Schirmherr Rudolf Henke gratuliert zu 30 Jahren Haus Hörn

Anlässlich des 30-jährigen Bestehens von Haus Hörn übernahm Rudolf Henke die Schirmherrschaft über das Jubiläumsjahr und gratulierte beim Festakt am 05. März persönlich.

Im Jahr 1986 wurde das Haus Hörn als erstes Hospiz in Aachen gegründet und konnte mit seiner vorbildlichen Arbeit dazu beitragen, dass trotz aller Widerstände die Hospizarbeit nicht nur akzeptiert, sondern auch in hohem Maße geschätzt wird. Anlässlich seines 30-jährigen Bestehens übernahm Rudolf Henke die Schirmherrschaft über das Jubiläumsjahr und gratulierte beim Festakt am 05. März persönlich.

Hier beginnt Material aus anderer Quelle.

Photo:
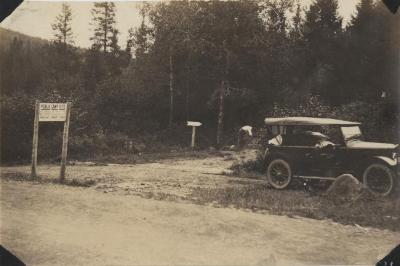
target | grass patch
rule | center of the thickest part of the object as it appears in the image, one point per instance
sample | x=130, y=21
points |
x=379, y=213
x=18, y=176
x=249, y=169
x=154, y=157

Rudolf Henke betonte in seiner Rede, dass die Stadt Aachen stolz darauf sein kann, ein Hospiz zu haben, das von solch einer Tradition geprägt ist und Vorbild für viele weitere Standorte in unserm Land war und ist. Sein großer Dank gilt besonders den Menschen, die hier mit Leidenschaft und Überzeugung dafür sorgen, dass die diejenigen, die auf Hilfe angewiesen sind, bestmöglich unterstützt werden: „Das ist keine leichte Aufgabe und oft mit körperlichen und seelischen Belastungen verbunden. Umso mehr Respekt haben diese Menschen verdient.“

In seiner Rede verwies Rudolf Henke auch darauf, dass das Sterben lange Zeit ein Thema war, das gesellschaftlich gemieden wurde. Der Tod bedeutet Verlust, er bedeutet Abschiednehmen und er ist sogar oft mit körperlicher oder geistiger Schwäche, mit Abhängigkeit von Pflegenden und damit größter Nähe verbunden. Dem setzte er entgegen, dass Sterben ein Teil des Lebens ist und es trotz allen technischen und medizinischen Fortschritts auch bleiben wird und betonte: „Beruflich, persönlich und politisch bin ich froh, dass dieses sensible und bedeutende Thema immer weiter aus der Tabuzone gerückt ist. Wir müssen den Tod als Normalität betrachten und die Umstände, die er mit sich bringt, offen ansprechen.“

Rudolf Henke verwies in diesem Zusammenhang auch auf die bundespolitischen Debatten der jüngsten Zeit zum Thema Sterben sowie Hospiz- und Palliativversorgung: „Deswegen bin ich froh, dass der Deutsche Bundestag in dieser Legislaturperiode einige Gesetze verabschiedet hat, die ein wichtiges Signal für die Ältesten unserer Gesellschaft aber auch deren Angehörige und Pflegenden bedeuten. Wir müssen Hospize weiter stärken, denn die Arbeit die dort täglich geleistet wird, muss finanziell und strukturell auf einem sicheren Fundament stehen.“

Zum Ende seines Vortrages nahm Rudolf Henke Bezug zum katholischen Priester Heinrich Pera, der als Wegbereiter der Hospizbewegung in der DDR in den 1980er Jahren gilt und von dem der Satz stammt: „Der Mensch kann nur ein Mensch werden, wenn nach seiner Geburt Menschen da sind, für ihn, mit ihm. Er kann sich aus seinem Leben als Mensch nur verabschieden, wenn er in seinem Sterben nicht allein ist, sondern jemand da ist, für ihn, mit ihm.“ Dieser Satz von Heinrich Pera spiegelt heute das Verständnis von würdevollem Sterben in unserer Gesellschaft wieder. Der Verdrängung des Sterbens wird in unserer heutigen Gesellschaft mit Hospiz- und Palliativeinrichtungen, wie dem Hospiz im Haus Hörn, begegnet und damit mit einer verantwortungsvollen, offenen Sterbekultur. Diese Entwicklung repräsentiert eine gesellschaftlich verantwortungsvolle und notwendige Aufgabe, ein Gebot der Menschlichkeit und Nächstenliebe und bedarf eines Rahmens, der dies fördert.